The alleged kidnapper of both babies, Naleh Jackson, 24, who is also a known child molester, was arrested Thursday. She has been charged with two counts of kidnapping.
Wilhelmina Barnett pictured with her twin sons
Kyair was found early December 20 in the parking lot of the Dayton International Airport after the Amber Alert. Someone found the child in a car seat between cars.
After the second child, Kason, was found Dec. 22 outside another Papa John’s pizzeria, 24-year-old Naleh Jackson was arrested on kidnapping charges. She was not with the baby when she was arrested.
She was charged with two counts of federal kidnapping of a child and appeared in federal court in Columbus last week but pleaded no guilty.

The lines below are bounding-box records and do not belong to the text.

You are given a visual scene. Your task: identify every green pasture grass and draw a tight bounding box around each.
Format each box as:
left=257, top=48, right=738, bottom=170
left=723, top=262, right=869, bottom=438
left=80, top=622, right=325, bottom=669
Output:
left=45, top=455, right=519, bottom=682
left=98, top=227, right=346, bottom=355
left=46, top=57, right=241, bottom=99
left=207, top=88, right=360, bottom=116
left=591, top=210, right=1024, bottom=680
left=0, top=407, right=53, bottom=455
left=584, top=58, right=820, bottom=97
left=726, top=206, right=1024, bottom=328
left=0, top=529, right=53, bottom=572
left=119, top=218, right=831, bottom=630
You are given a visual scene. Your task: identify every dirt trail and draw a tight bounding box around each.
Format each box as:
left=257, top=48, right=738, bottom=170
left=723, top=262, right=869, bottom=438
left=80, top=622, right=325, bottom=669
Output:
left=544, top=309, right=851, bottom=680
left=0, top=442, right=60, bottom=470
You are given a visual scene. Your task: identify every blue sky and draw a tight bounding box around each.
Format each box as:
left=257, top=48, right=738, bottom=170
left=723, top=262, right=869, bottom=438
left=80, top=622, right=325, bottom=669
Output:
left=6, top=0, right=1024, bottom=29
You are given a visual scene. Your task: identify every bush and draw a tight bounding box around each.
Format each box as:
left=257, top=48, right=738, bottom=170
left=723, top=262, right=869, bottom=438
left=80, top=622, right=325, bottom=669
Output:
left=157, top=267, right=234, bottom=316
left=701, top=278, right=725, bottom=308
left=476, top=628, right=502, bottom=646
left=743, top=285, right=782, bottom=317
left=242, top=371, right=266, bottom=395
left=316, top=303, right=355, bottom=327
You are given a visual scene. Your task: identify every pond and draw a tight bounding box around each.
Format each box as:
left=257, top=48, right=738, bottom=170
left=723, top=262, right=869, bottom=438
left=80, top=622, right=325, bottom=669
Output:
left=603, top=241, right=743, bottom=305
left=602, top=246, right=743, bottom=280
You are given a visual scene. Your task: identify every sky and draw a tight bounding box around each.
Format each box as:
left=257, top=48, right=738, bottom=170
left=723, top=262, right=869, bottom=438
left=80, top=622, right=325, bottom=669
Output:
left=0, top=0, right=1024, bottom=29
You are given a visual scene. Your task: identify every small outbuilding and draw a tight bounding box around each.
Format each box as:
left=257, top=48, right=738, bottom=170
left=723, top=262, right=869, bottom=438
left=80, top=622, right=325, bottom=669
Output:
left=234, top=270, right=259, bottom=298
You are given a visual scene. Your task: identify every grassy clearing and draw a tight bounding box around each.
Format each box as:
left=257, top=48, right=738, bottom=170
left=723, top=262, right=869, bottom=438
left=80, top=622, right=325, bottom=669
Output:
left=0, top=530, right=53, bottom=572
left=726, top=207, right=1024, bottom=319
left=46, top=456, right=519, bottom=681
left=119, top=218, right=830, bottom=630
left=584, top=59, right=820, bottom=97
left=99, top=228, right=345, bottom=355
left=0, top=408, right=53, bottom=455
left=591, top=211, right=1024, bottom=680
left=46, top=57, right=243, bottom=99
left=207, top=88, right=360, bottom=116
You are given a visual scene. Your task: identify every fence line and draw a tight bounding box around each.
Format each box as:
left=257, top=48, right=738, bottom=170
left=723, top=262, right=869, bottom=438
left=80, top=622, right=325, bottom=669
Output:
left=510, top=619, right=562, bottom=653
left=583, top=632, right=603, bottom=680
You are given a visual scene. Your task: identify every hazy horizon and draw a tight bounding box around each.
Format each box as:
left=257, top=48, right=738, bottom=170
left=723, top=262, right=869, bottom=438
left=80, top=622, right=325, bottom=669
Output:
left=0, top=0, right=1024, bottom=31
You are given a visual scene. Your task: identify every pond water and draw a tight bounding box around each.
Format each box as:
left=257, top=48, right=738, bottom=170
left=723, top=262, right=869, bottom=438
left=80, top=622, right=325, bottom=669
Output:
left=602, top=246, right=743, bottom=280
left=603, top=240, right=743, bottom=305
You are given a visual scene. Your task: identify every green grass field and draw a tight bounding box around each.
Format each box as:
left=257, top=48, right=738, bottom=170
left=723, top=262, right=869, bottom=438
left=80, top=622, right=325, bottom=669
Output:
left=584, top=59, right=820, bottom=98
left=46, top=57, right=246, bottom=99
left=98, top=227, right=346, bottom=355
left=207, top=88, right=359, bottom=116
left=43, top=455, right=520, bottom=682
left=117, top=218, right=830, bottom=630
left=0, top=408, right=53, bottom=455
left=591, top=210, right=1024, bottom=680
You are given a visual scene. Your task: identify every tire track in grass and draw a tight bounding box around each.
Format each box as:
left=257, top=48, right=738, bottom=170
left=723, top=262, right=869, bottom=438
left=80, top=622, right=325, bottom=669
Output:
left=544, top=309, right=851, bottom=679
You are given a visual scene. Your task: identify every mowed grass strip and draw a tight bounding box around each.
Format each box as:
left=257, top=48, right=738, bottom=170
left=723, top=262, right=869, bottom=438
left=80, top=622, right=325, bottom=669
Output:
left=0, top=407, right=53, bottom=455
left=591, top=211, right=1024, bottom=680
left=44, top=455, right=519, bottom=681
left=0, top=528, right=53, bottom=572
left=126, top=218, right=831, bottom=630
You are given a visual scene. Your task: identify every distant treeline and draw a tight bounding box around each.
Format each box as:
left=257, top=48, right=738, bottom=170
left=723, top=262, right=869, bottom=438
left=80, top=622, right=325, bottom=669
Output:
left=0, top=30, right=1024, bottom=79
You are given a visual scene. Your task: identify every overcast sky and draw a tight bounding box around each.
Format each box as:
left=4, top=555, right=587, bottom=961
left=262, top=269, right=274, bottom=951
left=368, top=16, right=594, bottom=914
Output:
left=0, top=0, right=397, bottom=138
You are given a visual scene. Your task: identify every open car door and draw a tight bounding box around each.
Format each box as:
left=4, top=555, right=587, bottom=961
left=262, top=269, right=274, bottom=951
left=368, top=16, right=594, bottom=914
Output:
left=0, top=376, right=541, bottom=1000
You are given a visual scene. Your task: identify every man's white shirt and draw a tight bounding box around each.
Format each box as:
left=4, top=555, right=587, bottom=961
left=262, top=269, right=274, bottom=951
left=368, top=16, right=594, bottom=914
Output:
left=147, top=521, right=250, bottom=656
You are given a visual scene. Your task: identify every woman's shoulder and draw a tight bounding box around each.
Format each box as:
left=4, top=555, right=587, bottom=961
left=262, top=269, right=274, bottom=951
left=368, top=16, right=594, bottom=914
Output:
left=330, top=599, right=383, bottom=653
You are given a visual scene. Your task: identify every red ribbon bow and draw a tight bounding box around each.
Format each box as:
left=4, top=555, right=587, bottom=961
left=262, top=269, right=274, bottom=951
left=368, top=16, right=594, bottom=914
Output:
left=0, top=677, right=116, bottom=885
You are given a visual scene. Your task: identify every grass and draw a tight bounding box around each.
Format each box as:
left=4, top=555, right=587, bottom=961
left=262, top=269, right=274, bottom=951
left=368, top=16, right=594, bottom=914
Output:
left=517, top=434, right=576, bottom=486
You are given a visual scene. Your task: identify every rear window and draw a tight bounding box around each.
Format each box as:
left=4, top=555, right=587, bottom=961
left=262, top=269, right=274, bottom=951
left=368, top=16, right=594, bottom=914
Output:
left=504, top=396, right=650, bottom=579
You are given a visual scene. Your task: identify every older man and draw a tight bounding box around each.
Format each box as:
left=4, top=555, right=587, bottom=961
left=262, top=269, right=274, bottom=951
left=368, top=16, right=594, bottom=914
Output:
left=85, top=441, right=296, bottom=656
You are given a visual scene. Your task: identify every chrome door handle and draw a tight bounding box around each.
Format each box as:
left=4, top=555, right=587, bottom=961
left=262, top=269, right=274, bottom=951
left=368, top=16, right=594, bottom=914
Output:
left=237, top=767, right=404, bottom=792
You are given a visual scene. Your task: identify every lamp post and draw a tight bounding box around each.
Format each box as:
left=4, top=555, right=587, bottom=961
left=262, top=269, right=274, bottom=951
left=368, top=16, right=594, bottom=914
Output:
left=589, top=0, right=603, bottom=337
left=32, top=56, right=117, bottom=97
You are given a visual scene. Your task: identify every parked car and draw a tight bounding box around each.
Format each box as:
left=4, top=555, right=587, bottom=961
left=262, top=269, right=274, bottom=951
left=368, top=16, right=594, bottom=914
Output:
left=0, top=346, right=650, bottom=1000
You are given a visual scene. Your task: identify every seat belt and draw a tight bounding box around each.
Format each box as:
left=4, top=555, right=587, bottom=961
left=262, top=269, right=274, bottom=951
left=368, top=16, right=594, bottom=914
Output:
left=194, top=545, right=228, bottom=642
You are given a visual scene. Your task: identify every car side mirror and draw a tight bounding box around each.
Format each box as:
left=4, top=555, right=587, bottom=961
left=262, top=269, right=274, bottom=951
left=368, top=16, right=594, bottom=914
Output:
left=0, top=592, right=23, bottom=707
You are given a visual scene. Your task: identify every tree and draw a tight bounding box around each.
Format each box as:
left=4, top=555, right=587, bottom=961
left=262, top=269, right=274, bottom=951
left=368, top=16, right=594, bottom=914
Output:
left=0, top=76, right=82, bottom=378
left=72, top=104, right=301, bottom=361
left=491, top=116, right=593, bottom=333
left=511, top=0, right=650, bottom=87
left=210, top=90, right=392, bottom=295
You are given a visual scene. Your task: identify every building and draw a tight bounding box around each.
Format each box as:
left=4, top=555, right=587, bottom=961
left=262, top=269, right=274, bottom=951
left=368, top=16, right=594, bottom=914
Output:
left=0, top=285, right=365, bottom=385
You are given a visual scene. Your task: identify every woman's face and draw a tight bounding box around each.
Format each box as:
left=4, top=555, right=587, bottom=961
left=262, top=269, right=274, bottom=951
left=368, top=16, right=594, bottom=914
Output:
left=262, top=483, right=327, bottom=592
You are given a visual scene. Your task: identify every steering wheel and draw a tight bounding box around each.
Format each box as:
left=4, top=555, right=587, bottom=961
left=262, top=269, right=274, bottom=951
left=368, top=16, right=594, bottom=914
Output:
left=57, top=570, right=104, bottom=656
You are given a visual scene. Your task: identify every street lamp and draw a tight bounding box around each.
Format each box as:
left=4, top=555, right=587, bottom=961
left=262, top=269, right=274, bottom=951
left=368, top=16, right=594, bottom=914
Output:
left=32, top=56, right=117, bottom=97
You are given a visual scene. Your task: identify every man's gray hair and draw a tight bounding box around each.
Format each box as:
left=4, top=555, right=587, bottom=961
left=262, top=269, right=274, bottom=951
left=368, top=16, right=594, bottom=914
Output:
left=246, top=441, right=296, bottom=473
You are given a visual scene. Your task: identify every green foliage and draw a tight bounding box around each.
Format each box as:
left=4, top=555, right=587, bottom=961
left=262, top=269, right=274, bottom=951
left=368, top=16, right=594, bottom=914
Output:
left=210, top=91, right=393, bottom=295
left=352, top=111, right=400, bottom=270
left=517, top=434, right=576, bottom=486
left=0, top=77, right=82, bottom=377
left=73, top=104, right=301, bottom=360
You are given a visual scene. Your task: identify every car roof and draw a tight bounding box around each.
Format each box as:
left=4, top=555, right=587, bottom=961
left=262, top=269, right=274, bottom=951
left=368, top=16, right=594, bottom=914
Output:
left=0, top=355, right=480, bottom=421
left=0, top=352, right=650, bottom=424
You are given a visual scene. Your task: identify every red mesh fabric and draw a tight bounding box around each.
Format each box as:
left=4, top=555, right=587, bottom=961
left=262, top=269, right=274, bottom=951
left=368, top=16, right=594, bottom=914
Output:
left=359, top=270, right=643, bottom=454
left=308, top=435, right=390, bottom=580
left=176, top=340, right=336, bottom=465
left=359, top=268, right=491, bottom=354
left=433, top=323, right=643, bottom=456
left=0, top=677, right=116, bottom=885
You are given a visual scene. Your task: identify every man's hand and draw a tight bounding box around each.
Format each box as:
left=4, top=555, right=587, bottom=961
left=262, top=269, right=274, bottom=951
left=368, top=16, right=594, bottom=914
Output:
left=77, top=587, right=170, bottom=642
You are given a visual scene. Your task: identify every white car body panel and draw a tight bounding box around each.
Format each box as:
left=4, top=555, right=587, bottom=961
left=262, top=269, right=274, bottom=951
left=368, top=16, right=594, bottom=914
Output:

Employees at the original pizzeria in Columbus said a homeless person, now understood to be Jackson, was inside the restaurant but left when Barnett entered, Columbus Police Chief Elaine Bryant said.
Jackson has a criminal record and had been accused of abusing her own son. In June 2021, she pleaded guilty to child endangerment after her 11-month-old son fell down a ladder. reported the Columbus Dispatch.
She was then sentenced to 13 days in prison and placed on two years’ probation.
In September 2021, Jackson went to the National Youth Advocacy Center for a supervised visit with her children, but ran away and stopped a stranger’s car, police said.